Önder: Yargının siyasete karışması ibretlik bir durum

HDP’li adayların seçim çalışmaları sürüyor. Ankara'da avukatlarla bir araya gelen Önder, en "ibretlik" durumlardan birinin siyasetin yargıya karışması olduğunu belirterek, yargının siyasetin elinde bir sopaya dönüştüğünü söyledi.

Önder: Yargının siyasete karışması ibretlik bir durum

HDP’li adayların seçim çalışmaları sürüyor. Adayları, seçim çalışmalarını çalmadık kapı bırakmadan devam ediyor. Ankara'da avukatlarla biraraya gelen milletvekilli adayı Sırrı Sürreya Önder, en "ibretlik" durumlardan birinin siyasetin yargıya karışması olduğunu belirterek, yargının siyasetin elinde bir sopaya dönüştüğünü söyledi. Demirtaş ise partisinin İstanbul 3. bölge mitinginde bir konuşma yaptı.

ANKARA 

Ankada'da, avukatların bir araya gelerek oluşturduğu Hukukçu Biz'ler Girişimi, HDP milletvekili adayları ve çok sayıda avukatın katıldığı dayanışma etkinliği düzenledi. Etkinlikte konuşan HDP Ankara milletvekili adayı Gülsene Ülker, sokak sokak, kapı kapı dolaştıklarını belirterek, "Yurttaşlar Bize 'AKP'yi ancak siz durdurabilirsiniz' diyorlar" dedi. Ülker, bütün hakların bir arada yaşamasını sağlayan HDP projesinin mayasının tuttuğunu söyledi.

Ülker'in ardından konuşan HDP Anakara milletvekili adayı Sırrı Sürreya Önder ise "Bu ülke çok ibretlik bir seyirden geçti. Diyanet İşleri'nin söylediği ibretlik seyir değil" diyerek, en büyük ibretlik durumlardan birinin siyasetin yargıya karışması olduğunu söyledi. Yargının siyaset elinde bir sopaya dönüştüğüne vurgu yapan Önder, "Yargı hiçbir zaman bu kadar pervasız olmamıştır. Darbe döneminde 'önce asalım sonra yargılayalım' mantığı vardı. Şimdi de bunun benzeri uygulamalar var" dedi. Türkiye'de Kürtlerin ve demokrasi güçlerinin verdiği demokrasi mücadelesinin aslında hukuk mücadelesi olduğunu söyleyen Önder, hukuk eli ile katledilen kesim olmalarına rağmen sol-sosyalist kesim ve Kürtlerin hukuka en çok sahip çıkan kesim olduğunu belirtti. Önder, "Eşitlik, özgürlük, demokrasi denilen şeyleri kendi kurumlarımızda içselleştirdik" dedi. 
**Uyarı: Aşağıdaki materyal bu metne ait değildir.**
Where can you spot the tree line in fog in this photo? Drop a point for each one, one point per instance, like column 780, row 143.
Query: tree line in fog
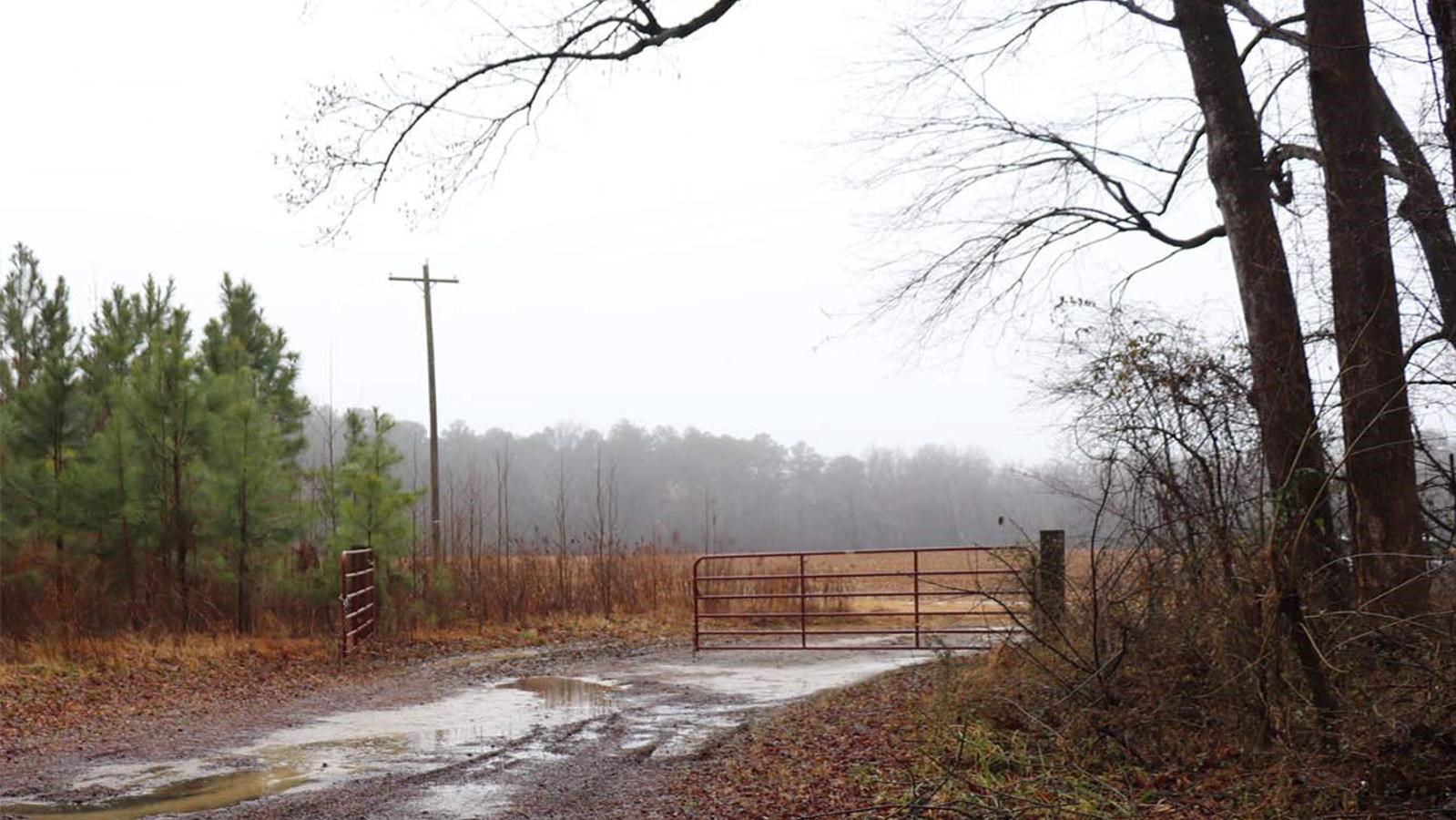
column 559, row 487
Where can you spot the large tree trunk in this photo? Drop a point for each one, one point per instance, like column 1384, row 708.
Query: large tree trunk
column 1380, row 446
column 1303, row 547
column 1305, row 544
column 1424, row 209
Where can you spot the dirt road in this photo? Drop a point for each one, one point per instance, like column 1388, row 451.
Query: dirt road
column 539, row 733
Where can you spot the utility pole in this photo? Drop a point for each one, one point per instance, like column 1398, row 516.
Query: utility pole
column 434, row 430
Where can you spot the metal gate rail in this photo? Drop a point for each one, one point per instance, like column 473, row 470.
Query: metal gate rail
column 932, row 596
column 357, row 599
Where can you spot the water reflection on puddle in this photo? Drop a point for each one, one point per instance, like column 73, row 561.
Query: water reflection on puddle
column 566, row 692
column 199, row 794
column 340, row 747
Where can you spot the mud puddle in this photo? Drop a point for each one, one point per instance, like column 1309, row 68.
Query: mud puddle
column 338, row 747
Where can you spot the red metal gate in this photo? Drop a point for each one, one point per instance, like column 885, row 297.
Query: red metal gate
column 868, row 599
column 357, row 599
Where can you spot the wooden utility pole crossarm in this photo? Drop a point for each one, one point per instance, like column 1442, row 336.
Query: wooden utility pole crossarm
column 425, row 282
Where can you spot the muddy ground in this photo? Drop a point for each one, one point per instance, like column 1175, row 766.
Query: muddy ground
column 566, row 732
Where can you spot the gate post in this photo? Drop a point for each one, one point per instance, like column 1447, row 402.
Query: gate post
column 1052, row 576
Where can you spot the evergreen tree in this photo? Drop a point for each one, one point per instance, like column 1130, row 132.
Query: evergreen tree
column 21, row 331
column 242, row 338
column 249, row 486
column 255, row 436
column 109, row 472
column 165, row 413
column 374, row 508
column 46, row 420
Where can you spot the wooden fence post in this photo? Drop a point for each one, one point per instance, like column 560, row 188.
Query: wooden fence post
column 1052, row 574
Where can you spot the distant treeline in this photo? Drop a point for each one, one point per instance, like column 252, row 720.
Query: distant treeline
column 158, row 479
column 712, row 493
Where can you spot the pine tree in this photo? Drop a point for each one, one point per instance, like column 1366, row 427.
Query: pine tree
column 165, row 413
column 109, row 472
column 374, row 508
column 46, row 424
column 242, row 338
column 249, row 486
column 255, row 436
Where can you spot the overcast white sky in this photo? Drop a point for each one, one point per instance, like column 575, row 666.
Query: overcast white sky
column 675, row 246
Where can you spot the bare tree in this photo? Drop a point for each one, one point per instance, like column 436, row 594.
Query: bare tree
column 446, row 130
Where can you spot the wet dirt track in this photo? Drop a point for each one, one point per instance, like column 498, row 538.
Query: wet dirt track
column 575, row 736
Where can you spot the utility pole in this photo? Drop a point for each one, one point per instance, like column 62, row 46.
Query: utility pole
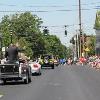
column 80, row 27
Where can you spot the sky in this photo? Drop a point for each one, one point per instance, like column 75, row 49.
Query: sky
column 56, row 14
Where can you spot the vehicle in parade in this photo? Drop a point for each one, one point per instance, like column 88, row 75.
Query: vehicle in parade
column 47, row 61
column 15, row 71
column 35, row 67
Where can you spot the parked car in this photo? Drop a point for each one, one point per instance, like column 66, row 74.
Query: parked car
column 15, row 71
column 56, row 62
column 47, row 61
column 35, row 68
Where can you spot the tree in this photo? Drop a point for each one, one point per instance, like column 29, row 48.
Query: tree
column 97, row 21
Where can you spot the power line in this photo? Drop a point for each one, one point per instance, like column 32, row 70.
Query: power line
column 52, row 6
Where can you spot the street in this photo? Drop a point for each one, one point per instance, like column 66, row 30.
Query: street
column 63, row 83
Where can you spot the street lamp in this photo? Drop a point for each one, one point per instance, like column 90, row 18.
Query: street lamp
column 65, row 30
column 1, row 44
column 11, row 36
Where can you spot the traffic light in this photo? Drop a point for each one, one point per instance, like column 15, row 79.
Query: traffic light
column 45, row 31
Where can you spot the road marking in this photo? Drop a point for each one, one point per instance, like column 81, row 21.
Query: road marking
column 1, row 95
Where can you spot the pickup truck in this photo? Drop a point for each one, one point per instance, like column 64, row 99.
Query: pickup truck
column 15, row 71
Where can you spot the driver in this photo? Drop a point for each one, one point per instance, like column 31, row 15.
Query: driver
column 11, row 53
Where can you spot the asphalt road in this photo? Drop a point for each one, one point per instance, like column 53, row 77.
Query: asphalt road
column 62, row 83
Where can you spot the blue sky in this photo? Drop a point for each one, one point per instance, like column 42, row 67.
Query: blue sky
column 57, row 18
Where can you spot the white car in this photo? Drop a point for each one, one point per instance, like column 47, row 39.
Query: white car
column 35, row 68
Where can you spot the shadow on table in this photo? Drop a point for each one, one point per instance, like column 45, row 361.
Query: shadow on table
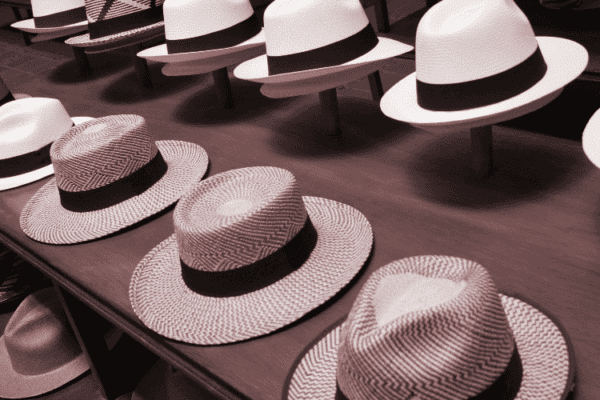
column 441, row 172
column 308, row 134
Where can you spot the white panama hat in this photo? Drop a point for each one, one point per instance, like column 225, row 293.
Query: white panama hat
column 51, row 16
column 311, row 38
column 28, row 127
column 204, row 29
column 476, row 60
column 435, row 327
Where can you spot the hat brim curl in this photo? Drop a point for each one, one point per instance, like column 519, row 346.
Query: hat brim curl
column 29, row 177
column 160, row 54
column 164, row 303
column 257, row 70
column 44, row 218
column 546, row 356
column 566, row 60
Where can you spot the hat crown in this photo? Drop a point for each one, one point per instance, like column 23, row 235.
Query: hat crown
column 465, row 40
column 238, row 217
column 38, row 337
column 101, row 151
column 293, row 26
column 27, row 125
column 40, row 8
column 457, row 343
column 192, row 18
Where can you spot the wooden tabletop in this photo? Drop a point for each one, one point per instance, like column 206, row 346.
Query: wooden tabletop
column 534, row 224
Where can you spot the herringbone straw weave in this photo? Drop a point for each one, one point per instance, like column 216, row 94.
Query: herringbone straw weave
column 425, row 353
column 233, row 219
column 97, row 153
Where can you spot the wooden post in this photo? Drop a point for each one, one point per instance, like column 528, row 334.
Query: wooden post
column 223, row 87
column 331, row 111
column 481, row 151
column 376, row 86
column 82, row 62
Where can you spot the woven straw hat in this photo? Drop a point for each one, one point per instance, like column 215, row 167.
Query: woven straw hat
column 249, row 255
column 591, row 139
column 54, row 16
column 315, row 38
column 110, row 174
column 435, row 327
column 204, row 29
column 111, row 21
column 28, row 127
column 480, row 62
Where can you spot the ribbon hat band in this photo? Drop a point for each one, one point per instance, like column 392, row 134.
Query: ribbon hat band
column 333, row 54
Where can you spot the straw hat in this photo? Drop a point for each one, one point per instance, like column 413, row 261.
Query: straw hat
column 38, row 351
column 111, row 21
column 479, row 61
column 435, row 327
column 201, row 29
column 316, row 38
column 54, row 16
column 110, row 174
column 249, row 255
column 28, row 127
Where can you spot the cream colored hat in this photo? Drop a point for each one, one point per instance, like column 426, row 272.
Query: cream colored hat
column 28, row 127
column 201, row 29
column 53, row 16
column 478, row 60
column 435, row 327
column 311, row 38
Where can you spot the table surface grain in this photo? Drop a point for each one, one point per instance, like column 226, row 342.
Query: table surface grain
column 534, row 224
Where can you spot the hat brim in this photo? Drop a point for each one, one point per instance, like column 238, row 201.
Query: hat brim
column 164, row 303
column 12, row 182
column 545, row 351
column 28, row 25
column 566, row 60
column 160, row 54
column 85, row 41
column 591, row 139
column 257, row 70
column 15, row 386
column 44, row 219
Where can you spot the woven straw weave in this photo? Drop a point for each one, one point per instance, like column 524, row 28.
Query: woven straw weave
column 238, row 217
column 452, row 350
column 101, row 151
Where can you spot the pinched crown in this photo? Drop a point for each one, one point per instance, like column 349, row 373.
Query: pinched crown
column 101, row 151
column 27, row 125
column 450, row 340
column 293, row 26
column 238, row 217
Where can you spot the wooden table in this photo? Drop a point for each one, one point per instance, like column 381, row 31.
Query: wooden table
column 534, row 224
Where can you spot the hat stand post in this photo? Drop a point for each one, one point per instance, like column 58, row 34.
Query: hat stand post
column 223, row 86
column 481, row 151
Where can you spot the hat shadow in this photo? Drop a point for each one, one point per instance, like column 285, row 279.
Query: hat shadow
column 441, row 172
column 308, row 132
column 203, row 107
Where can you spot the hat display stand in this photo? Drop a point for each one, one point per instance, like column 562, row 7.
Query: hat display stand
column 455, row 88
column 315, row 48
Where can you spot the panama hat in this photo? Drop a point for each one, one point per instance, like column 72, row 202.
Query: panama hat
column 54, row 16
column 435, row 327
column 38, row 351
column 28, row 127
column 249, row 255
column 480, row 62
column 314, row 38
column 111, row 21
column 109, row 174
column 201, row 29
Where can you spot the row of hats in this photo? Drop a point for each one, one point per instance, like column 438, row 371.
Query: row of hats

Cumhurbaşkanı Erdoğan'ın her gün meydanlarda olmasını ve AKP için çalışmasını eleştiren Önder, "Bu ülkenin Cumhurbaşkanı secim mitingi için ayırt edilmişi bir yeri telefonla iptal ediyor, böyle bir şey olabilir mi?" diye sordu. Önder, darbe döneminde Kenan Evren'in Turgut Sunalp'a oy istediğini hatırlatarak, "Şu anki Cumhurbaşkanı ile o zamanki Cumhurbaşkanı aynı şeyi yapıyor. Darbe yönetimi o dönem nasıl sandığa gömülmüşse AKP'de aynı şekilde gömülecek" diye konuştu.

"Eminiz ve biliyoruz ki bunlar sandıkta halktan öyle bir tokat yiyecekler kendilerine gelemeyecekler" diyen Önder, dün İzmir'de gerçekleştirilen görkemli HDP mitingini hatırlatarak, "Dün İzmir'i gördük. Oradaki büyük coşkuyu 30 Mayısta Kolej Meydan'ında gerçekleştireceğimiz mitinge de taşımanızı bekliyoruz" ifadesinde bulundu. 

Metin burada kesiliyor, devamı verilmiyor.